Albrecht pointed out another difficulty: “I think that the biggest hardship for soldiers was not seeing each other every day. Granted, adjusting to everything back home was tough, but I think that [missing] the brotherhood and love that you have for each other was the hardest thing to adjust to. We went through experiences with each other that you will never experience with your friends and family back home. This is a special bond that can only be explained by a soldier.”

The future
The soldiers of the 333rd are building their futures. Some remain in the unit, and others, like Specialist Bausman, have gone to active duty. Leverton and Wenzel have both finished their military service.

“If I were single I would go back,” Leverton said. He tends bar at Diamond Dave’s. He said it’s common for those who oppose the war to give him their opinion at length, “whether I want it or not” when they find out he’s a veteran. “They don’t know the good we’ve done there…They just tell me ‘it’s all about oil.’”

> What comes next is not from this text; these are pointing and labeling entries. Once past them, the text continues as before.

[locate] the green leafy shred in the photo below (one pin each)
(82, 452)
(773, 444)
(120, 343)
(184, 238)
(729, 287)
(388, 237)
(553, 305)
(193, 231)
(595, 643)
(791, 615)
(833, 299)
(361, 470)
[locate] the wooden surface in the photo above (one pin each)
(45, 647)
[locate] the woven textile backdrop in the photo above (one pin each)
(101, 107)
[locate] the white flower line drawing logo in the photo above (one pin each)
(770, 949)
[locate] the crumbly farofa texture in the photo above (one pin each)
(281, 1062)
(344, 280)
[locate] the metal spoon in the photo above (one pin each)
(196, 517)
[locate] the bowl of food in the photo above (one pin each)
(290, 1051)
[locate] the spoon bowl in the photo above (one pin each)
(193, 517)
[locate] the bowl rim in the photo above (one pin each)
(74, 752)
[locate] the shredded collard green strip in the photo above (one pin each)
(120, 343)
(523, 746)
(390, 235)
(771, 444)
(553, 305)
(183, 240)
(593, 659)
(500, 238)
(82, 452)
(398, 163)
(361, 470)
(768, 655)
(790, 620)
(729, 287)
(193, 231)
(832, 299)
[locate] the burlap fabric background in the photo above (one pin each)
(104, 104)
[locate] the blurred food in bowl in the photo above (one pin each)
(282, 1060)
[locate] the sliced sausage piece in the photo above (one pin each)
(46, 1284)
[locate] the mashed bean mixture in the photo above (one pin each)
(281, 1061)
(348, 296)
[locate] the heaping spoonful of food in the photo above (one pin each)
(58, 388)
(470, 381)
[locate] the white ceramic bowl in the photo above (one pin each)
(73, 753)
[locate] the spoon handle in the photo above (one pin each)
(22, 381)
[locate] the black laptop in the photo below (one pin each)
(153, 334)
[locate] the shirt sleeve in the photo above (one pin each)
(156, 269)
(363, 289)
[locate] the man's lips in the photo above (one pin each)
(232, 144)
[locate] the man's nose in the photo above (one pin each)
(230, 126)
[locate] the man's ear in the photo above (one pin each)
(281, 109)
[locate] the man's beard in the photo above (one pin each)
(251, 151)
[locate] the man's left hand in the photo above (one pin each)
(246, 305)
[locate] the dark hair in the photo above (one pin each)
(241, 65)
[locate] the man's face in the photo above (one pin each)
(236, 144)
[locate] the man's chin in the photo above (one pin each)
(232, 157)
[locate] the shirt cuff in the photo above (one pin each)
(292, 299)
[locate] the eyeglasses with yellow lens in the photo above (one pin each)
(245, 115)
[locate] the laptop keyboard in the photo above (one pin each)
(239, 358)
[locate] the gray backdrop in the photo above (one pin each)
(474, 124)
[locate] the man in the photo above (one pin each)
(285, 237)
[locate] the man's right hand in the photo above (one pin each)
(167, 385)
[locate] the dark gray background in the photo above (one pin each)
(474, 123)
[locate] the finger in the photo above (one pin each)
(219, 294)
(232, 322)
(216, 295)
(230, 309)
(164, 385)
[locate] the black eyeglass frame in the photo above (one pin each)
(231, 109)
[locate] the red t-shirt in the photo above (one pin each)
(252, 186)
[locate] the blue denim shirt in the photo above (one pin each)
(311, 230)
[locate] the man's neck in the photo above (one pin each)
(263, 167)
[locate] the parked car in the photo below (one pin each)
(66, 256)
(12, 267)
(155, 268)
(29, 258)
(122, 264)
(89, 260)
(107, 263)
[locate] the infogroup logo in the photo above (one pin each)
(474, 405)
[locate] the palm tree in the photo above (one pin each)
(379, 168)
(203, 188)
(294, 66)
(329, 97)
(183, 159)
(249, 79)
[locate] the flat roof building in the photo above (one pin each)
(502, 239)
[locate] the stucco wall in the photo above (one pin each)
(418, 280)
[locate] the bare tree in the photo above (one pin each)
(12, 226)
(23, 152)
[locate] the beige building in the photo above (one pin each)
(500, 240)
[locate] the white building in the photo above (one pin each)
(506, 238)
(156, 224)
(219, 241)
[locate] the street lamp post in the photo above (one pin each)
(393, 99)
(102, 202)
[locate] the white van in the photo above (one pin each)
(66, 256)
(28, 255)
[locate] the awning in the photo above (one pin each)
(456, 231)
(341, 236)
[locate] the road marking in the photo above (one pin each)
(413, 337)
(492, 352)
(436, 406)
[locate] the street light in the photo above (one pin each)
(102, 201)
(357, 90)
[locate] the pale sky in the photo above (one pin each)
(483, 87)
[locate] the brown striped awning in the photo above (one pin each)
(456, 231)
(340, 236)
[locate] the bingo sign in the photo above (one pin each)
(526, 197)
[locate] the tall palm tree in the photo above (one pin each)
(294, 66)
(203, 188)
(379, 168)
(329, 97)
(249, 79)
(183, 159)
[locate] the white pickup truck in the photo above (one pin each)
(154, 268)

“They’re experts,” his wife jokes. “They know way more about Iraq than he does!”

Wenzel made it to his second wedding date, and he is a phlebotomist at Freeport Memorial. He is jovial in his manner and optimistic about the outcome of the war, but he too feels he has a perspective that many civilians miss. “They watch all the same news shows that show people dying in a few cities and nothing of the good that’s going on.”

Lt. Albrecht was asked if there is any chance the 333rd will re-deploy to Iraq soon. He responded, “Being in the Army, there is always the possibility that you will deploy during wartime or in peace. You have to be ready for that. …It was a quick decision and we were in Iraq. As a soldier, you must always be prepared and think about this.”